As usual with Bridges, this leads into an amusing anecdote. It comes from the shooting of Texasville, the 1990 sequel to The Last Picture Show, the now-classic coming-of-age tale that launched his career in 1971. In Texasville, Bridges again plays Duane Jackson, who has grown up into a beleaguered, middle-aged oil man in a dusty little West Texas oil town. It's a marvelous performance, full of texture and nuance, and remembering it now puts a soft gleam in Bridges' eye. "I'm playing a little older than my actual age," Bridges recalls, "and I was feeling a little insecure about what this guy should look like. There was some delay in the costumes, and none of the costumes were right, and here we were going to shoot the first day and I'm not happy with any of my wardrobe. They're knocking on my door and saying, 'Fifteen minutes, Mr. Bridges.' And I'm going, 'Oh, shit! What am I going to wear?'
"Then I get another knock on the door, and there standing in front of me is this fella, Rusty Lindeman, and he looks exactly how I want to look. And he says, 'Hi. Just wanted to welcome you, you're shooting on my property here. I own these few sections of land you're shootin' on. I just want to say welcome and if there's anything I can do to help ya, just let me know.' So I said, 'Well, can I have all your clothes?' And he said, 'Why sure! What do you want?' 'Well, can I have the shirt off your back?' And he took off his clothes and I put 'em on, with all the pens in his pocket and all that stuff, and it saved my ass. It was a godsend."

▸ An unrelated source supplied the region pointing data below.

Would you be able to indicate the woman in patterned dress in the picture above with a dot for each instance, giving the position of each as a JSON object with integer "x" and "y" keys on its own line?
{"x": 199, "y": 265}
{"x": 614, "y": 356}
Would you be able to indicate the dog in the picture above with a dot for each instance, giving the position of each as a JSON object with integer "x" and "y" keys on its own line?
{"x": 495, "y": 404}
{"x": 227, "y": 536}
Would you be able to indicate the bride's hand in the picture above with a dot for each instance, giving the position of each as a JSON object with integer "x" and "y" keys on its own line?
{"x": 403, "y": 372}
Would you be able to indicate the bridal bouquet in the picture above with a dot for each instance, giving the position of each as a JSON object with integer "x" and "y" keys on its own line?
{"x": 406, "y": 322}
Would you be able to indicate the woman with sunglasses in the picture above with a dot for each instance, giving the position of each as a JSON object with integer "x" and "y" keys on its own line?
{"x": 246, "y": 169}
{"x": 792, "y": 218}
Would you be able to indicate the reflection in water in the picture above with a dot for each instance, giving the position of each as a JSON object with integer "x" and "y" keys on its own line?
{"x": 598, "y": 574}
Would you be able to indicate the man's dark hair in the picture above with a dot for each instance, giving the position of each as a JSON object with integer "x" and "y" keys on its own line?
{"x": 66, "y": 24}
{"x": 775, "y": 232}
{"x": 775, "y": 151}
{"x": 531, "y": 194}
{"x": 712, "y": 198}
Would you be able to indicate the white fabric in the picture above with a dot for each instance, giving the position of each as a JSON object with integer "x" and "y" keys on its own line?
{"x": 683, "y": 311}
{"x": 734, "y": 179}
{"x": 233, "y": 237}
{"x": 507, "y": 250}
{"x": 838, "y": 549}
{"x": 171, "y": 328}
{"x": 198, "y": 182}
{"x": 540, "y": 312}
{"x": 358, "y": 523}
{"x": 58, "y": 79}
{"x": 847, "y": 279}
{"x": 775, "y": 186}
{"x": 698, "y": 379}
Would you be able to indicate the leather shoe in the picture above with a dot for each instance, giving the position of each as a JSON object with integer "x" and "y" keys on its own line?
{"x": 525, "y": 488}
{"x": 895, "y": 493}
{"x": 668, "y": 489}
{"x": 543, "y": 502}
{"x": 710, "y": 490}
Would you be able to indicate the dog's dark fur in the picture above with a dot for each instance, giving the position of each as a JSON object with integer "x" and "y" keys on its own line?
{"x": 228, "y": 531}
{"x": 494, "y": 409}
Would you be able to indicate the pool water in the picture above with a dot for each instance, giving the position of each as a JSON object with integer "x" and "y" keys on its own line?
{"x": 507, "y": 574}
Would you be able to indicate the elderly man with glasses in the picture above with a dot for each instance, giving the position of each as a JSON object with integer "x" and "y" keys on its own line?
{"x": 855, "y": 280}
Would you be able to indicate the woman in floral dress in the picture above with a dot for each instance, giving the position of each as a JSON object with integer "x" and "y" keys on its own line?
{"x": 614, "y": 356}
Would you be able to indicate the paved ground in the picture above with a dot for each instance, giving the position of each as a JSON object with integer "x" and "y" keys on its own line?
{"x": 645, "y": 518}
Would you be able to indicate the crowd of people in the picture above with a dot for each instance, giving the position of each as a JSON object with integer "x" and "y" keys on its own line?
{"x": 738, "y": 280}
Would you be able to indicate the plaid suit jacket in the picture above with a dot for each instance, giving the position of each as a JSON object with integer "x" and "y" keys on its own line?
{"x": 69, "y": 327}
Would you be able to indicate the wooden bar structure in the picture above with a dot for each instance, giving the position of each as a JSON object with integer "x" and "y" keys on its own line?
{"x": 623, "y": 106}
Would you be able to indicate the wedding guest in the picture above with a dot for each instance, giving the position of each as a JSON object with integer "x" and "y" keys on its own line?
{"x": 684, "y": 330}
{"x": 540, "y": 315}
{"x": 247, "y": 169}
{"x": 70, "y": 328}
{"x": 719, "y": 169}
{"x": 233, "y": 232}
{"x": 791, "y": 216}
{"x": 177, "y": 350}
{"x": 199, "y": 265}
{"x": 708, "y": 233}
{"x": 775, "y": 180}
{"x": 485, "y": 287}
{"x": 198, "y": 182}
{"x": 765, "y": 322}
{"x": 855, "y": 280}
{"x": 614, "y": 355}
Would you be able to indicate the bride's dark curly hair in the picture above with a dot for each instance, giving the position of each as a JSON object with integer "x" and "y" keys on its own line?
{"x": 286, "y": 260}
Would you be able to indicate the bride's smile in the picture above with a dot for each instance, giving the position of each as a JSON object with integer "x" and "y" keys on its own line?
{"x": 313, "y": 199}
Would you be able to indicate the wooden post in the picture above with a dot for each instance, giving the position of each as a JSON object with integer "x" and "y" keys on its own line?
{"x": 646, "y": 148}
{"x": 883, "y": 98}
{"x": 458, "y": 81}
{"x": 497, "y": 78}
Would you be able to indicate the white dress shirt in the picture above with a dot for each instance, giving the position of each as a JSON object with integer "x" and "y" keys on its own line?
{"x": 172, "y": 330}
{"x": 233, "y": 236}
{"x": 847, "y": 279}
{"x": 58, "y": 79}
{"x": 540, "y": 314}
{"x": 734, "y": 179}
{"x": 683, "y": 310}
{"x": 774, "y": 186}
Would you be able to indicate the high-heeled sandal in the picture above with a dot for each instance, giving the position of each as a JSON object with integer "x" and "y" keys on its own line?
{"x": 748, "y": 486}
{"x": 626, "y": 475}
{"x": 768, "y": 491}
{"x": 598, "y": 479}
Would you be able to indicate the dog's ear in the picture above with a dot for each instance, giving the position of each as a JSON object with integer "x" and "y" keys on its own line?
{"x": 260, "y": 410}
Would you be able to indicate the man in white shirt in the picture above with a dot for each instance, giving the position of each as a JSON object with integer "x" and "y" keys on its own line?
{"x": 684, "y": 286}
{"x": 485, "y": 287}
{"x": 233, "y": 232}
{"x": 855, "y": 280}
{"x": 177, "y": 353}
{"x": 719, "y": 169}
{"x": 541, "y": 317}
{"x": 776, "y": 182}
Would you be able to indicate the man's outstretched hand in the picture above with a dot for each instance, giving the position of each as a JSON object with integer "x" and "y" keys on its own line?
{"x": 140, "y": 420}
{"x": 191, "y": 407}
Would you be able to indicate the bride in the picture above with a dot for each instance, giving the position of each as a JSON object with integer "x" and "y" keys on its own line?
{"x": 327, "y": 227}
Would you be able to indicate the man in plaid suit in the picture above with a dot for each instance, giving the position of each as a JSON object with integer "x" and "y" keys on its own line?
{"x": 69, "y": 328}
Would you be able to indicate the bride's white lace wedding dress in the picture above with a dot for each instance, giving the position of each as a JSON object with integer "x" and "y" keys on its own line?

Bridges also had a real-life model for his portrayal of the president in The Contender, for which he was nominated for best supporting actor. "I looked at different presidents and politicians, the Kennedys and Johnson. I looked at Mario Cuomo a little bit; I was always impressed with him as a speaker. But when I really got down to it, I found that the person I modeled him after the most was my father. He always approached his work with a lot of joy, and I think this president did the same. He really liked what he did very much. He was a very gregarious guy and he liked people to feel at ease with him." Bridges even used a particular passion of his father's to help delineate the character: food. "The president liked to use food to put people at ease -- or to put them on the edge of their seats. My father did the same thing," he says.